CWU Announce Industrial Action Ballot across BT, Openreach, and EE

Telecoms & Financial Services, BT, EE, Openreach

Thursday 11th March 2021

The prospect of the first BT-wide strike action in 34 years has moved significantly closer following last night’s announcement that the CWU is moving towards a national industrial action ballot over an unprecedented and sustained assault on job security and hard won terms & conditions.

Barring a dramatic eleventh-hour about-turn by a belligerent new senior management team which has now spent more than a year pursuing a brutal and needlessly confrontational agenda – despite incessant union appeals for meaningful talks to avert a full-scale industrial relations meltdown – that ballot will cover every part of BT, Openreach and EE where the CWU is recognised for collectively bargaining purposes.

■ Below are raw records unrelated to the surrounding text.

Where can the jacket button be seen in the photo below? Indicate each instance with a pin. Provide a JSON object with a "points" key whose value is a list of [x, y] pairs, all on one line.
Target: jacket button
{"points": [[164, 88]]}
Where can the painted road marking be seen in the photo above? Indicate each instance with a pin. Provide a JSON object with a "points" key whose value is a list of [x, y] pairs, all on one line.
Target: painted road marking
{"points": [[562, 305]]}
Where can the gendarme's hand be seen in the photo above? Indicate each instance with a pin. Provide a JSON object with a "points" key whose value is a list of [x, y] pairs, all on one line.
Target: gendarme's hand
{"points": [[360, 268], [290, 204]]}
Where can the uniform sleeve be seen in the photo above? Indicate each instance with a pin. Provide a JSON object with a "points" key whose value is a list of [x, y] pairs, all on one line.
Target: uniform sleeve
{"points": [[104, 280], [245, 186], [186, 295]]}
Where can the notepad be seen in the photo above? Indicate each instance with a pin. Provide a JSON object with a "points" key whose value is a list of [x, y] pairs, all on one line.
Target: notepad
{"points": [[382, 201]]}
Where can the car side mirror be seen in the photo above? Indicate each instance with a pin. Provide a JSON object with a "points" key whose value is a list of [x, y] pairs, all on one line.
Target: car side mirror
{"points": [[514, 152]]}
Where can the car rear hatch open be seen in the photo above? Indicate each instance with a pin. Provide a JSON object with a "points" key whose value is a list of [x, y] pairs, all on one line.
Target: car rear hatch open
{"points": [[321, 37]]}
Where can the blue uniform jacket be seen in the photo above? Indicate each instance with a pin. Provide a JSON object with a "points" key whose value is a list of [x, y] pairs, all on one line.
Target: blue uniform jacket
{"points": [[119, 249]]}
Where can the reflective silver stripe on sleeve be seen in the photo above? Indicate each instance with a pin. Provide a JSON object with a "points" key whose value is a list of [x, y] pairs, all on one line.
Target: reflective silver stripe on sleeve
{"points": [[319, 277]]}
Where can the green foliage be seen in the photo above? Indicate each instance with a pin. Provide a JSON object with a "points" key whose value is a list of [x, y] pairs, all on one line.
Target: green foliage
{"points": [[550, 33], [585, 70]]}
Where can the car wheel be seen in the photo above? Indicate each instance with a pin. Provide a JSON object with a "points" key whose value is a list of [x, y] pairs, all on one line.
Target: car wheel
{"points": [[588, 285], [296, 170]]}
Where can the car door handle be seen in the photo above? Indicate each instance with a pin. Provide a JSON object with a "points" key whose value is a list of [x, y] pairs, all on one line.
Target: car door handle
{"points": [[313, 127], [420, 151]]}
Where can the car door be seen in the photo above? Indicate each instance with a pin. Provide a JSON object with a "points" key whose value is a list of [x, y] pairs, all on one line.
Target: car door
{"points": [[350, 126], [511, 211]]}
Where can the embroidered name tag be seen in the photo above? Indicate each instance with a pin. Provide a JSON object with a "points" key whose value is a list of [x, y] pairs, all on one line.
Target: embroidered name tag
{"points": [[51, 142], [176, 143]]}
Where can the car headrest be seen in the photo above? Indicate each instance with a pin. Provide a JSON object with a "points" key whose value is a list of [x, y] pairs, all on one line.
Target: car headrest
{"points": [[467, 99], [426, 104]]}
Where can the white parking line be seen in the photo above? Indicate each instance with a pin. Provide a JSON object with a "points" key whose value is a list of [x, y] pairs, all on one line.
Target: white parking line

The momentous in-principle decision to press the nuclear button was announced in a special Facebook Live session yesterday (Wednesday) evening after branches, executive members and the union’s lead BT Group negotiators unanimously agreed that, without any apparent company willingness to negotiate meaningfully on the key areas of disagreement, the time for talking is fast drawing to a close.

Just 24 hours earlier, top level talks initiated at the request of the union in a last ditch bid to avert the need for a ballot had broken down without tangible movement by the company on the key issues the CWU has been highlighting in the union’s Count Me In campaign of resistance.

Lashing out against the ‘race to the bottom’ strategy being pursued by management team that has lost the confidence and respect of its workforce, deputy general secretary Andy Kerr told a specially convened BT branch forum yesterday that bosses only have themselves to blame for the gathering tidal wave of workforce fury  that is about to engulf them.

“We didn’t pick this fight,” he stressed. “In fact we’ve provided management with every possible opportunity to step back from the brink, consistently offering to work in partnership with the business to address whatever challenges it faces – just as we’ve done on numerous occasions over the decades since privatisation.

“What we’re not prepared to accept, however, is seeing members’ cherished job security and Ts&Cs being attacked on multiple fronts – with longstanding colleagues being picked off one by one, simply because a new breed of management wants to stamp its mark by making compulsory redundancies as a matter of warped principle.

“If BT don’t want us to ballot then they can have us back round the negotiating table just as soon as they want. Our door is still open, and we want to resolve this dispute, but this will require a huge shift in attitude from the company.  At this point in time that doesn’t look as if it’s going to happen – and that’s why we’re gearing up to fight.”

Speaking in last night’s Facebook Live session – which was viewed live by more than 7,500 but by this afternoon had been watched by more than 50,000 across the union’s social media platforms – CWU general secretary Dave Ward insisted that bosses are reaping the consequences of their own disgraceful behaviour.

“Even by the most basic standards of how a big employer like BT should be treating its workforce the company’s actions have been completely unacceptable,” he stressed.

“It’s quite clear management’s plans are all about compulsory redundancies, attacking terms and conditions and carrying out site closures without any consultation with the union or the workforce.

“It doesn’t need to be this way, but BT needs to decide whether it wants to change and transform with the workforce, or against them. As things stand it seems management have chosen the latter, and that’s something the CWU can never stand for.”

Highlighting the momentousness of the decision to move to a statutory industrial action ballot, CWU president and chair of the Telecoms & Financial Services, Karen Rose, said: “We’ll set out the exact timetable in the coming weeks, but the decision has been made.

“This is a historic day for us and I’m sure we’ll see history being made again in the coming weeks and months. This is a time for every single member to say ‘Count Me In’ – and together we will win this ballot and win this dispute.”